Opened 5 years ago

Closed 5 years ago

#17712 closed enhancement (fixed)

Adds memoization to the branch and bound for vertex separation

Reported by: dcoudert Owned by:
Priority: minor Milestone: sage-6.5
Component: graph theory Keywords:
Cc: ncohen Merged in:
Authors: David Coudert Reviewers: Nathann Cohen
Report Upstream: N/A Work issues:
Branch: 93e9a0a (Commits) Commit: 93e9a0ab8ffae7ae695e51f8a89ca72994c3a9de
Dependencies: #17711 Stopgaps:

Description (last modified by dcoudert)

This patch adds to the branch and bound algorithm for the vertex separation (#17647) a kind of memoization tool for storing prefixes as proposed in [CMN14]. This can significantly reduce the number of nodes of the branch-and-bound tree to consider.

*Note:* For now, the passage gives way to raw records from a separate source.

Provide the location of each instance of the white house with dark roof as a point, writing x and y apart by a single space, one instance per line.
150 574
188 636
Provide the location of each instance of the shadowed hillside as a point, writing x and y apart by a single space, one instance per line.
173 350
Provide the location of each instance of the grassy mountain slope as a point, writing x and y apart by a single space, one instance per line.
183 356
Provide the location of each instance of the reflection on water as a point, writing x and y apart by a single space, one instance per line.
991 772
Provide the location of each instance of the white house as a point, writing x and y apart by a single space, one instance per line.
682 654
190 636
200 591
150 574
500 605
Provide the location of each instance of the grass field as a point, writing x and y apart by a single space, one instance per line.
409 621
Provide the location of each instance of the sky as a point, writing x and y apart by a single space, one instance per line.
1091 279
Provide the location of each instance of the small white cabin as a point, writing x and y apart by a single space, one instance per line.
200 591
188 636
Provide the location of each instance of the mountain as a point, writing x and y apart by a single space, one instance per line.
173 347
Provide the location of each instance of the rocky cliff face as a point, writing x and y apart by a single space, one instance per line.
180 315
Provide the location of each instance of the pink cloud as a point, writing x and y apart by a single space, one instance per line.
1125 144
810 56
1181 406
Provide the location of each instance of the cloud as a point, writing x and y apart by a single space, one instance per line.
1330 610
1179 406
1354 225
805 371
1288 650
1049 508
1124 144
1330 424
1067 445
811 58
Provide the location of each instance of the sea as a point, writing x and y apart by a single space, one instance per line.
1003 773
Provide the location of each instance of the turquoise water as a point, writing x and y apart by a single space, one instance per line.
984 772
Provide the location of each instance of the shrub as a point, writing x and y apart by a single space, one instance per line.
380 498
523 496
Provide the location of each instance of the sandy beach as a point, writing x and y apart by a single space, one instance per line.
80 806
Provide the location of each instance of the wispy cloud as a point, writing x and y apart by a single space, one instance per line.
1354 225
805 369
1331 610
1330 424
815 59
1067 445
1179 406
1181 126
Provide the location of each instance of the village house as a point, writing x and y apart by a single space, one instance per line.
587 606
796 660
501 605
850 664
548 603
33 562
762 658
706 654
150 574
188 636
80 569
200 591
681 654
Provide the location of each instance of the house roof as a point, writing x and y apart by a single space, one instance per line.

Reference: [CMN14] D. Coudert, D. Mazauric, N. Nisse. *Experimental Evaluation of a Branch and Bound Algorithm for computing Pathwidth*. In SEA'13, LNCS vol. 8504, pp.46-58, 2014.

Change History (31)

comment:1 Changed 5 years ago by dcoudert

  • Branch set to public/17112
  • Dependencies set to #17711
  • Description modified (diff)

comment:2 Changed 5 years ago by git

  • Commit set to 8dd34cd88b0463af0a1c2ad47560ea77a1543bf0

Branch pushed to git repo; I updated commit sha1. Last 10 new commits:

cfc96a0Merge branch 'public/17647b' of git://trac.sagemath.org/sage into tmp
8c666aetrac#17711: expose BAB in vertex_separation
62dd7c8trac#17711: Let MILP work with Graph as well
f6f4975trac#17711: Let exp work with Graph as well
d1b63batrac#17711: Let lower_bound to work with Graph as well and clean lots of tests
f627165trac#17711: adds decomposition into strongly connected components
085a3cdtrac #17711: Mostly removing trailing whitespaces
0d9da78trac #17711: handle connected components
6baf83etrac #17711: minor edit
8dd34cdtrac #17712: add prefix storage to BAB

comment:3 Changed 5 years ago by git

  • Commit changed from 8dd34cd88b0463af0a1c2ad47560ea77a1543bf0 to 1a33d044aa565ef4ea574d33d8010c634a17699a

Branch pushed to git repo; I updated commit sha1. New commits:

1a33d04trac #17712: some cleaning

comment:4 Changed 5 years ago by dcoudert

  • Cc ncohen added
  • Status changed from new to needs_review

I have pushed a first draft for storing prefixes. We can certainly reduce further the computation time, but I don't know how. Also, I tried to be as simple as possible.

David.

comment:5 follow-up: Changed 5 years ago by ncohen

  • Status changed from needs_review to needs_work

Hello David,

A short review before going to sleep:

1) You do not seem to do anything at all with max_prefix_number.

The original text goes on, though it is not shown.